85% of the time I am not a leader. This ranges from active participant to downright passive consumer. 15% of my time I lead.
I recently looked at the activities I consider myself a leader in, and a clear picture comes to mind. I lead because … I lead! There is just no other way there. I sometimes try to follow. I just can’t.
Now, we all read a lot about how great it feels to be a leader, how much we should strive for that. Not to follow the pack, to stand out, and so on. But for me this negates a truth I clearly feel. Leading, standing out, is – at least a lot of the time – not comfortable at all. You are alone, you get attacked, ridiculed, belittled, who-do-you-think-you-are’d. And that hurts. Plain and simple.

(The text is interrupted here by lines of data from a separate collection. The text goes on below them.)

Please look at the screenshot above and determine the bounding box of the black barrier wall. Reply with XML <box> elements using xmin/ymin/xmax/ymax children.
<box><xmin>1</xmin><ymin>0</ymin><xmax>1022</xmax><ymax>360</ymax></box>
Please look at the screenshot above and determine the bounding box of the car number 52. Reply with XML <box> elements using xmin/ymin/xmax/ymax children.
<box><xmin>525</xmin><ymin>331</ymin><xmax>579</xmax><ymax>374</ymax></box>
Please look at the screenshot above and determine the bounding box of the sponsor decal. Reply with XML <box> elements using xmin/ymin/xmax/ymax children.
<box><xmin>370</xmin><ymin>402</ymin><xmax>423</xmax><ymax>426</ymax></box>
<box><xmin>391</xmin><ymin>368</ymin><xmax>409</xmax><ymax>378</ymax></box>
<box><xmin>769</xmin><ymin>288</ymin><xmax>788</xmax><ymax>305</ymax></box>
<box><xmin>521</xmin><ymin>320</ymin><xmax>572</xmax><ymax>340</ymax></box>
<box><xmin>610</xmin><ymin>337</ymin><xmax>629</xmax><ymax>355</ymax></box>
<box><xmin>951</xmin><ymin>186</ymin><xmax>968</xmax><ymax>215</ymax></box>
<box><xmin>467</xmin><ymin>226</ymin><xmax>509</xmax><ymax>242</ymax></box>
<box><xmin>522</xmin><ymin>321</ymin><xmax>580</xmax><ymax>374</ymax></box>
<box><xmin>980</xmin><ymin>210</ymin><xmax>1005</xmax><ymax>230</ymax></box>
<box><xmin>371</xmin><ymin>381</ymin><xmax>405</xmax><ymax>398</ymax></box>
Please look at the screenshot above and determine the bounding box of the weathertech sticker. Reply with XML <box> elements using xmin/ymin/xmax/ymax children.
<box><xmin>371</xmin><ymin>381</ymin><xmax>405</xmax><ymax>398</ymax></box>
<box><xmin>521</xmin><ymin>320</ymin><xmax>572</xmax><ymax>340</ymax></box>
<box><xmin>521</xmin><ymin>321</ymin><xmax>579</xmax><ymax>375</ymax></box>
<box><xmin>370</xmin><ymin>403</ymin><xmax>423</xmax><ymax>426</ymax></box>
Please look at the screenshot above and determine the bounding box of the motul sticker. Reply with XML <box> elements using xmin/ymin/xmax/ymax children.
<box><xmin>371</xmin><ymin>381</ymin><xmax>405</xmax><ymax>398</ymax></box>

I am a rather shy person, carry a lot of shame, and hence am not very comfortable when I’m singled out. A lot of the times I wish to just blend in, maybe have my way here and there, but all in all, go with the flow. But in some fields, that’s jsut not possible. It makes me feel so horribly stupid and wrong, that I just have to listen to my own voice and go with that.
Here, I become a leader. Now leading sometimes feels great. The self-respect and sense of self-reliance and souvereignity it entails are hard to beat. They are also hard won.
And that brings me to my point: I guess most leaders are not leaders because they fancy it. They are leaders because the other avenues are not open to them. Leading is dangerous, makes you feel vulnerable and uncomfortable. That is precisely the reason so few people meke good leaders or wish to lead.
But then, who knows, I might just find that these sensations: vulnerability, shame, discomfort are really signs of strength in action. I might just be willing to give it a try.